Since Steve Jobs announced that he was taking a medical leave of absence from Apple (see “Steve Jobs to Take Medical Leave of Absence,” 17 January 2011), while still remaining CEO, he has been seen at dinner with President Obama and other tech industry luminaries, and there’s been a fuss with shareholder groups demanding a public succession plan (unsurprisingly for a company run by adults, Apple says it has already implemented succession planning).
That reminded me of a conversation I had with former Apple evangelist Tim Holmes at Macworld 2011. Ever the one to make brash predictions, Tim said, “Steve will never come back to Apple.” I hadn’t thought about it that far into the future, but as Tim explained himself, I had to agree with his reasoning.

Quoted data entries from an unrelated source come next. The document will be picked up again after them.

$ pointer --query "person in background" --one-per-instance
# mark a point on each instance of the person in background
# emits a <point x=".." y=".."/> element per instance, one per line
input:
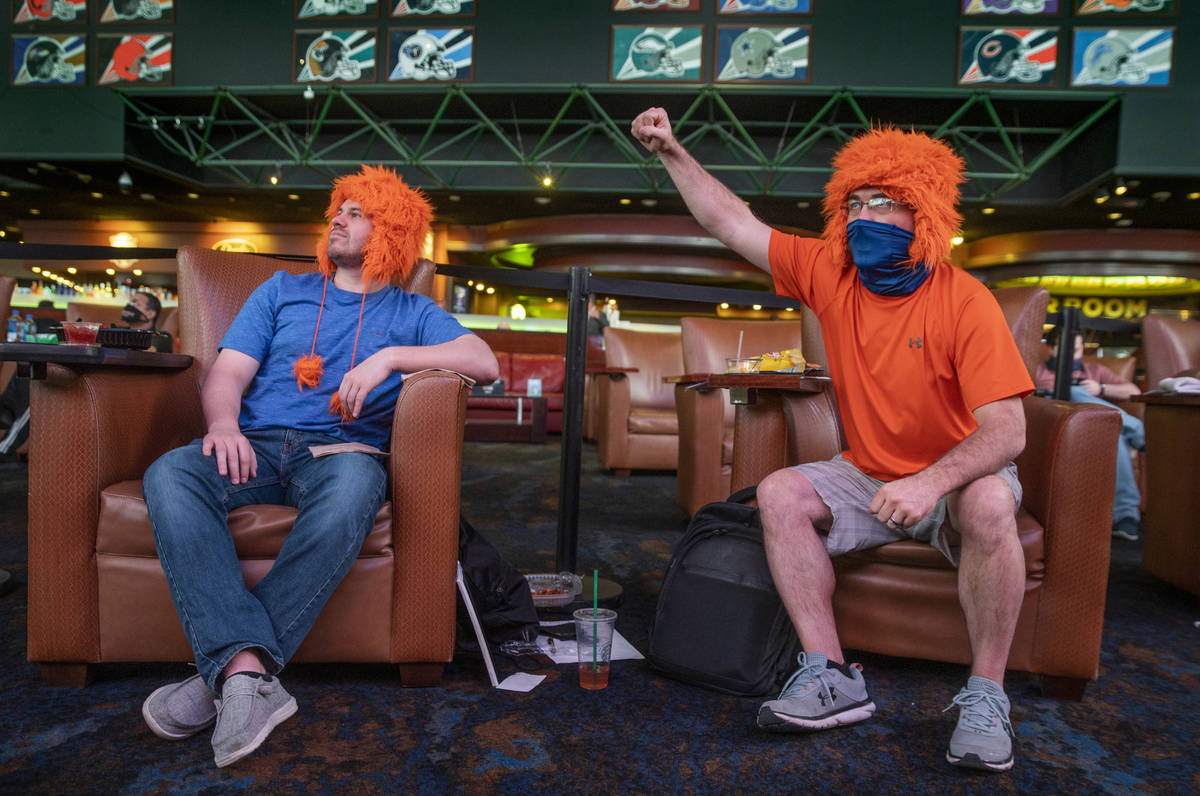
<point x="1095" y="383"/>
<point x="597" y="318"/>
<point x="311" y="360"/>
<point x="143" y="312"/>
<point x="929" y="384"/>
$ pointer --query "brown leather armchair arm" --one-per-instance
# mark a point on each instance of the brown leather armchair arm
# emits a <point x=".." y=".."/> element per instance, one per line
<point x="701" y="444"/>
<point x="783" y="429"/>
<point x="89" y="430"/>
<point x="1068" y="472"/>
<point x="425" y="467"/>
<point x="612" y="432"/>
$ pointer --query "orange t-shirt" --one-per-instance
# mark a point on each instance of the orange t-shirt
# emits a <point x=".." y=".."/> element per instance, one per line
<point x="907" y="371"/>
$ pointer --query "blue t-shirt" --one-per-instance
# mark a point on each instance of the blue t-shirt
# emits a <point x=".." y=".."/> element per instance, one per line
<point x="276" y="325"/>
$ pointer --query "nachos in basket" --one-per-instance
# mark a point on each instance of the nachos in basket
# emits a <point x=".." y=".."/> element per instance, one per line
<point x="790" y="359"/>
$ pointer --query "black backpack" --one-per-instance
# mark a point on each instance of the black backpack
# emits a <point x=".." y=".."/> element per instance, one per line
<point x="498" y="592"/>
<point x="719" y="622"/>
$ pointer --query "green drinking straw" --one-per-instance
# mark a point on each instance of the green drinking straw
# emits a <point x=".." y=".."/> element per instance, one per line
<point x="595" y="603"/>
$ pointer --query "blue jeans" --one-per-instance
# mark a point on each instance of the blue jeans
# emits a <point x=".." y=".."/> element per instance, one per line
<point x="1127" y="498"/>
<point x="189" y="501"/>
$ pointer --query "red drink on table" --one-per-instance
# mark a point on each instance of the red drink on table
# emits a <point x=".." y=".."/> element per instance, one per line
<point x="79" y="333"/>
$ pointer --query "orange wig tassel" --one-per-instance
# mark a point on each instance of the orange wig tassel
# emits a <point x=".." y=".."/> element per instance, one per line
<point x="307" y="370"/>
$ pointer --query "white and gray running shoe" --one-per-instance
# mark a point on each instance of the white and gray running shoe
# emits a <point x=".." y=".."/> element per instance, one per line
<point x="820" y="695"/>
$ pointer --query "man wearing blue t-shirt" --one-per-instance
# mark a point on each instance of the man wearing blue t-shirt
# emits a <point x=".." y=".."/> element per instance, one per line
<point x="311" y="359"/>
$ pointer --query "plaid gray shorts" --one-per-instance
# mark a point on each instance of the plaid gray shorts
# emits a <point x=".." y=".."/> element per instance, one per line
<point x="847" y="491"/>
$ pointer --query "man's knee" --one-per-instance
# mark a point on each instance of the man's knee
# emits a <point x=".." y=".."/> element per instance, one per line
<point x="787" y="494"/>
<point x="984" y="508"/>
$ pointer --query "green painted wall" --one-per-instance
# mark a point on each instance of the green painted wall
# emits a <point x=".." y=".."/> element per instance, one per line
<point x="855" y="42"/>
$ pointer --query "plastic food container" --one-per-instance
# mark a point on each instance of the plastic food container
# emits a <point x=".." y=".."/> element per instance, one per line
<point x="551" y="591"/>
<point x="744" y="365"/>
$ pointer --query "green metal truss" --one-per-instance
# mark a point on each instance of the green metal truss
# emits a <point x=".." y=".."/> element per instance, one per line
<point x="761" y="141"/>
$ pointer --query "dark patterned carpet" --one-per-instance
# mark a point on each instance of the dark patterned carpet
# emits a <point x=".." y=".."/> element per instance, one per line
<point x="1135" y="731"/>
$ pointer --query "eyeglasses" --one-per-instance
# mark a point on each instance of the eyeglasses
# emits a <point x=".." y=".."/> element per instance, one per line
<point x="880" y="205"/>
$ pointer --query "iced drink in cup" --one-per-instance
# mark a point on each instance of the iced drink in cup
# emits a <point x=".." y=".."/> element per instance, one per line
<point x="81" y="333"/>
<point x="593" y="639"/>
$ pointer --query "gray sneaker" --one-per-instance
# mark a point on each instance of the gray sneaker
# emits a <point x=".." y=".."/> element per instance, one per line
<point x="180" y="710"/>
<point x="250" y="707"/>
<point x="817" y="696"/>
<point x="983" y="737"/>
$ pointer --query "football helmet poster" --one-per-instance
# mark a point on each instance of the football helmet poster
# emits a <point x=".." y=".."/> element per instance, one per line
<point x="329" y="55"/>
<point x="137" y="11"/>
<point x="353" y="9"/>
<point x="655" y="5"/>
<point x="763" y="6"/>
<point x="1023" y="7"/>
<point x="1123" y="7"/>
<point x="58" y="59"/>
<point x="1125" y="57"/>
<point x="141" y="58"/>
<point x="1017" y="57"/>
<point x="430" y="54"/>
<point x="673" y="53"/>
<point x="762" y="54"/>
<point x="432" y="7"/>
<point x="49" y="11"/>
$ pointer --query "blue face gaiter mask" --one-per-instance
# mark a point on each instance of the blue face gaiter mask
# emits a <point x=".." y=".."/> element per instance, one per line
<point x="876" y="249"/>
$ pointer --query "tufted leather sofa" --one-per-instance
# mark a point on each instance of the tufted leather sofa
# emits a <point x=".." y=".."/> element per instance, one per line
<point x="706" y="417"/>
<point x="1169" y="347"/>
<point x="96" y="591"/>
<point x="901" y="599"/>
<point x="636" y="420"/>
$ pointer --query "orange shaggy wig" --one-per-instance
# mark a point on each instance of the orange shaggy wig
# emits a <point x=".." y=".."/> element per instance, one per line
<point x="910" y="167"/>
<point x="400" y="219"/>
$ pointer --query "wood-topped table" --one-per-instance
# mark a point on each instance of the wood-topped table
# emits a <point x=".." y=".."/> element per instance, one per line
<point x="743" y="387"/>
<point x="33" y="357"/>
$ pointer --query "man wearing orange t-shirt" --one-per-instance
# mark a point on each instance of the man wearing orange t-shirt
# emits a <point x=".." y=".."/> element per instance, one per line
<point x="929" y="383"/>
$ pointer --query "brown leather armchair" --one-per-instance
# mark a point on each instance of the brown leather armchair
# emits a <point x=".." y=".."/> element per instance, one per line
<point x="96" y="591"/>
<point x="706" y="417"/>
<point x="1169" y="346"/>
<point x="637" y="426"/>
<point x="901" y="599"/>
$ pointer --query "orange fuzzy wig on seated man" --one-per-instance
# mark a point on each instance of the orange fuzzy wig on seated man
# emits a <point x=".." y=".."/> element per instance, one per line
<point x="400" y="223"/>
<point x="910" y="167"/>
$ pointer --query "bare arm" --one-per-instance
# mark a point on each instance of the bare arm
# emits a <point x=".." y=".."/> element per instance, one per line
<point x="711" y="202"/>
<point x="221" y="400"/>
<point x="997" y="441"/>
<point x="467" y="354"/>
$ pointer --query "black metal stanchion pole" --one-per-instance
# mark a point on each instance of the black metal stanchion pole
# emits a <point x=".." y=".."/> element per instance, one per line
<point x="1068" y="327"/>
<point x="573" y="420"/>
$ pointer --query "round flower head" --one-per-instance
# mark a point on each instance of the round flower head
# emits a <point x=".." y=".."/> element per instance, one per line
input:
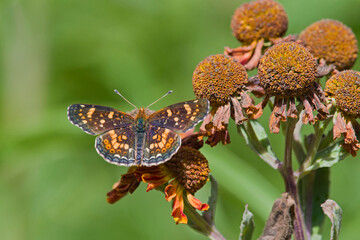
<point x="222" y="80"/>
<point x="332" y="41"/>
<point x="185" y="173"/>
<point x="259" y="19"/>
<point x="344" y="88"/>
<point x="288" y="71"/>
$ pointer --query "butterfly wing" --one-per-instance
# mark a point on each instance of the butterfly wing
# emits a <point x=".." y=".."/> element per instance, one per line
<point x="181" y="116"/>
<point x="160" y="145"/>
<point x="116" y="146"/>
<point x="95" y="119"/>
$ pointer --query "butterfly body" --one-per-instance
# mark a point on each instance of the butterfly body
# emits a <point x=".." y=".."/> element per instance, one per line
<point x="148" y="138"/>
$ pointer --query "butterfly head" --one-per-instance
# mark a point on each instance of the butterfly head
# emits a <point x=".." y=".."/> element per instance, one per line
<point x="140" y="120"/>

This isn’t a completely new idea. Farhad Manjoo wrote over at Slate about why Jobs won’t return to Apple. But while I think Farhad’s conclusion is correct, I disagree with his reasoning, which is that Jobs won’t return because “What more is there left for Jobs to do?” Jobs isn’t driven by money or concrete goals; he wants to change the world, and people who want to change the world don’t stop wanting that just because they’ve achieved certain benchmarks. The man is not going to sit around for the rest of his life because Apple created the iPod, iPhone, iPad, and iTunes Store under his leadership. I’m sure he’s proud of those achievements, but if I’ve learned anything from watching Steve Jobs all these years, it’s that he always has more that he’d like to accomplish.
No, the reason Jobs won’t, and more to my point, shouldn’t officially return to Apple is that it’s in Apple’s interest to downplay his eventual departure as much as possible, given the widespread perception that he is essential to the company’s performance.
Apple’s stock price was hurt by the announcement of his medical leave of absence, but within a few weeks had recovered. Viewed over a longer period of time, that dip is barely even visible. The recovery was bolstered by another record-breaking financial report (see “Apple Reports Stellar Q1 2011 Financial Results,” 18 January 2011). The timing of these announcements was carefully orchestrated, I’m sure, and it shows that Apple handled the situation well, reassuring a skittish market that the company would continue to operate without missing a beat.
So why should Apple risk going through such an announcement again when this one was handled so well? Barring a major corporate crisis that would require his talent for public communication on an ongoing basis, Apple has little to gain from Jobs officially returning from his leave of absence. In one possible future, Jobs would participate less and less in Apple’s public events, to the point where Apple could uneventfully announce a CEO transition, with Jobs remaining chairman of the board, and some time later announce that he would be stepping down as chairman while remaining a special consultant.
It’s important to realize that none of this has to affect Jobs’s actual engagement with product development and overall direction. That Jobs “will never come back to Apple,” as Tim suggested, doesn’t mean that he won’t appear on the Apple campus or even, health permitting, work 10-hour days. All it means is that the open-ended medical leave of absence can remain in place as long as it needs to, with Jobs acting as CEO in press releases and behind the scenes as necessary.
The goal is for Wall Street to see that Jobs is not the linchpin to Apple’s success. That, of course, assumes that Apple will continue to succeed without him involved in day-to-day operations, but his previous absences have shown that the experienced Apple executive team can run the company effectively.
In the end, it’s impossible to say for sure that Steve Jobs won’t officially return to Apple, even if I don’t see that happening. But I can say that Apple’s solid handling of the medical leave of absence indicates that he should continue to minimize his official duties so Apple can gracefully transition to a new CEO and Chairman when that becomes necessary.